Regardless of whatever becomes known about the Hoatzin’s lineage, it certainly qualifies as a unique and remarkable creature. The Hoatzin is definitely a cool bird.


Classy Birds

November 30, 2005

The deeper one delves into the study of birds, the thornier (and more intriguing) the issue of bird taxonomy becomes. My own interest in birds began over a decade ago, but only in the past year have I made a concerted effort to learn about family relationships and overall classification – before that, my lack of bioscience background inclined me to stay away from such topics, which appeared to me to be merely academic. (Bear in mind that my own science background has an adage, only semi-joking, that “all science is either physics or stamp-collecting”!)

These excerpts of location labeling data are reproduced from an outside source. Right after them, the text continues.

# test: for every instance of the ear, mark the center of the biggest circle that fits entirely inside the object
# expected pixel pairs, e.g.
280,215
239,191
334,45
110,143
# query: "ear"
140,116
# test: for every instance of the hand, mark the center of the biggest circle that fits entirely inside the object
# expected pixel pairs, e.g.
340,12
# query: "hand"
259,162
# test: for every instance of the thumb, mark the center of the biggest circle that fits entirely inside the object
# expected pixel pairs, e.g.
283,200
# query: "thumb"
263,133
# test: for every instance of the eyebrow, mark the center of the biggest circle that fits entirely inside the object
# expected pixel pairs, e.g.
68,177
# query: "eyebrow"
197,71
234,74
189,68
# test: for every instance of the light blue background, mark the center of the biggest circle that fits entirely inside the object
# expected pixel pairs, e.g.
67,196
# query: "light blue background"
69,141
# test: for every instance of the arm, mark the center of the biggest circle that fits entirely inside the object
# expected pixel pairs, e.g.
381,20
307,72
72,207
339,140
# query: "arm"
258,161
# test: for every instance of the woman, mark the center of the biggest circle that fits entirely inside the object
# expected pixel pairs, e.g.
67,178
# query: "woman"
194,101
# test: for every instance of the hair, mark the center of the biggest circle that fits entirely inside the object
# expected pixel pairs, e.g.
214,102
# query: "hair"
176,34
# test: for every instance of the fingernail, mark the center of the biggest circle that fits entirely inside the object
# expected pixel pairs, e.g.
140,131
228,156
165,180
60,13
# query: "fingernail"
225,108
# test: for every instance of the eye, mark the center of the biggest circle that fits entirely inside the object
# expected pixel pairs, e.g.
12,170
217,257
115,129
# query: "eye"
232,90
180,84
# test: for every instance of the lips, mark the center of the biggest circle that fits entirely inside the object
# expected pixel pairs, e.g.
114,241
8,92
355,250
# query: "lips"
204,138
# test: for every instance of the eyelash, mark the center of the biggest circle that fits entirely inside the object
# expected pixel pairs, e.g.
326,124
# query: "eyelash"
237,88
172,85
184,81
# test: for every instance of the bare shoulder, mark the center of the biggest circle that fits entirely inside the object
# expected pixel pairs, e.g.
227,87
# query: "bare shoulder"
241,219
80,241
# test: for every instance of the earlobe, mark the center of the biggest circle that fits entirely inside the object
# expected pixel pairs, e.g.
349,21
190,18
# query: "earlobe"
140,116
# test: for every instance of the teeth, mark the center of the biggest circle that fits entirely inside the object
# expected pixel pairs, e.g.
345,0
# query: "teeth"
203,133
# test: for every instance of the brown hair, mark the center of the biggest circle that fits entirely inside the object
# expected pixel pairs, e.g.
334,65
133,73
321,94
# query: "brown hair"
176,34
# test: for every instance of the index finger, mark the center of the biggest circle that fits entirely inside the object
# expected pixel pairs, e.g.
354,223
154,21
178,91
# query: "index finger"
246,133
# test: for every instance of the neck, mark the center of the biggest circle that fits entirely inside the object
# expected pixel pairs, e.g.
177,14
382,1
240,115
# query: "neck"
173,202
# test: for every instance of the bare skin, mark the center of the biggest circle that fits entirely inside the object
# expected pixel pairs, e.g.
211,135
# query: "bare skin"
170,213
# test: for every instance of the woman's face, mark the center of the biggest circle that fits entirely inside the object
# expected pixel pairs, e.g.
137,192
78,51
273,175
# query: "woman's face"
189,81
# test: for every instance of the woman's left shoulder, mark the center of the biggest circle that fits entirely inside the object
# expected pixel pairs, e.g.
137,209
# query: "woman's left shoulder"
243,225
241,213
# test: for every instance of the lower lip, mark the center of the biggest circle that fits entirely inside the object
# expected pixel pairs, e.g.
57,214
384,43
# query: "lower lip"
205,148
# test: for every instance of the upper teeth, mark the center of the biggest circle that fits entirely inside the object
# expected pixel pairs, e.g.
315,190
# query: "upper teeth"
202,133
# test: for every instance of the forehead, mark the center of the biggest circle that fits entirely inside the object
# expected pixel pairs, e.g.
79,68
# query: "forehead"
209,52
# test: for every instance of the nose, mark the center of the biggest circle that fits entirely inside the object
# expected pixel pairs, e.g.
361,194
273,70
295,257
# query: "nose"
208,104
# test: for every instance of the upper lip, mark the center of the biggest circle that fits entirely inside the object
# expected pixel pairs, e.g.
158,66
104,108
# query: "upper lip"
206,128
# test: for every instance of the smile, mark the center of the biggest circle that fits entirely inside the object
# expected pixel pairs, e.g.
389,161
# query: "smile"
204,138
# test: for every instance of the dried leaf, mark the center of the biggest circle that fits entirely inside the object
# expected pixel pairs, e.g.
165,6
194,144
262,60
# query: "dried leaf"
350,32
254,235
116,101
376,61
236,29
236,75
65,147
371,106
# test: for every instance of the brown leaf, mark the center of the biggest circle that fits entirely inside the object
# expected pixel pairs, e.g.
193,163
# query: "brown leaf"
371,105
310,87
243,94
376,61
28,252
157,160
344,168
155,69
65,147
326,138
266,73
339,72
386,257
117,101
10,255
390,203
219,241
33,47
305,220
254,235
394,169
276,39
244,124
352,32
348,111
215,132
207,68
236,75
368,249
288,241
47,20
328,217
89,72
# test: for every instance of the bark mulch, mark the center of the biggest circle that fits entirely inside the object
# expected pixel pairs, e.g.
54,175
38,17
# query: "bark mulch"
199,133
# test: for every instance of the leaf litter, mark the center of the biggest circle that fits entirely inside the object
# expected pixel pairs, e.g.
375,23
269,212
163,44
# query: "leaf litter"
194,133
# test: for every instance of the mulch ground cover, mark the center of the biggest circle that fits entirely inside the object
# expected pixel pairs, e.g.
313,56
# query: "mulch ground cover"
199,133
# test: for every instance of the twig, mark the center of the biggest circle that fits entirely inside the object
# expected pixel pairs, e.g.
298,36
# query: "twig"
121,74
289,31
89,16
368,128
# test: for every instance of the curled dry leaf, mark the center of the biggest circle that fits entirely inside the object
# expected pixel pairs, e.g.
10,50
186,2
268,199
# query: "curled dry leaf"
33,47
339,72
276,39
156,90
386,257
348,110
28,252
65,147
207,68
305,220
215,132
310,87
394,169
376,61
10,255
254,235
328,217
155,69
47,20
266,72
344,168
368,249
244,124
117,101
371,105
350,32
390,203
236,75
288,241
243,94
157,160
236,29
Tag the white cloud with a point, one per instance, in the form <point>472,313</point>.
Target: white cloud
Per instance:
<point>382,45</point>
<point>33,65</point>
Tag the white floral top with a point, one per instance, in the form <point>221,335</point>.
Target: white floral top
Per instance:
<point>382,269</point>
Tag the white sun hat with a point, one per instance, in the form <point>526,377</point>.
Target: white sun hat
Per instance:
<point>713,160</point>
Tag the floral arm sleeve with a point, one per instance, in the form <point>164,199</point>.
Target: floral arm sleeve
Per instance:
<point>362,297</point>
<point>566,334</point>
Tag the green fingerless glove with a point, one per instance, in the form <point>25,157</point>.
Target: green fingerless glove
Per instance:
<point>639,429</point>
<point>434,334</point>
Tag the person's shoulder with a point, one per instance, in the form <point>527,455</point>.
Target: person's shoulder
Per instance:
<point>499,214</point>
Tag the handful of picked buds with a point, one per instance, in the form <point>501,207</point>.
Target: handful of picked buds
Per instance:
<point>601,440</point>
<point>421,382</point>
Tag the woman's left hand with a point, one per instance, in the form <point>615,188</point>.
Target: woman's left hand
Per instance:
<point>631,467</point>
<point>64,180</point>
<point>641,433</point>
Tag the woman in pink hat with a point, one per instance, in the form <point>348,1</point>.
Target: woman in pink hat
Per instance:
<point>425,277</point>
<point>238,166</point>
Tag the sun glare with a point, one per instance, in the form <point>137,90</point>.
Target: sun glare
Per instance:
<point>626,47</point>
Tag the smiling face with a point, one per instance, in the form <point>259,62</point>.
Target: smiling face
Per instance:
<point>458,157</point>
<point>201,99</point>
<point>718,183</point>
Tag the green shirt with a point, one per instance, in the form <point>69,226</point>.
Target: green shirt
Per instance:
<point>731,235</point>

Once I realized how much understanding bird relationships could help me be a better birder, I started to take the topic far more seriously. I took the trouble to classify my whole life list, so that I could figure out which families I’d seen in my travels. Traveling abroad definitely gives an impetus to studying these things, because it is when you see birds that don’t fit at all into your previous experience (or better yet, you see birds that do resemble those you see at home), it is natural to wonder if they are relatives. Also, learning family relationships allows one to consider morphology and behavioral differences between species, especially the subtle ones, and those often are key to making proper identifications on hard-to-see birds. Besides, learning all these things turns out to be quite rewarding in its own right – having context for your observations makes the experience in the field all the more enjoyable. And, it allows you to recognize when you’re actually seeing something unusual, if the bird happens to deviate from its usual appearance or actions.

I’ve been using several resources so far to gain knowledge on bird families, but the main two at my disposal are Don Roberson’s Creagrus website, and my copy of Firefly’s Encyclopedia of Birds, edited by Christopher Perrins. The Firefly series may be familiar as one popular for getting kids more interested in science, especially animals, as they have similar books to thisĀ  on insects, the human body, mammals, and the earth. But this book, despite its supersized photography and eye-candy layout, is hardly a book just for the younger set. The articles are written by the world experts on each bird family (or grouping, strictly speaking), and are quite detailed. Of course, it is only meant as an introduction to the field, and isn’t as in-depth as the Handbook of the Birds of the World series, the 16-volume set that covers every single species in the world. But the Perrins’ book does its job well, and makes the continued study of bird classification very fun.

And thorny, as I mentioned at the outset. I’ll post more soon about some of the more difficult problems of classification, because even to a neophyte like me, it is clear that there are plenty of deep mysteries in bird relationships.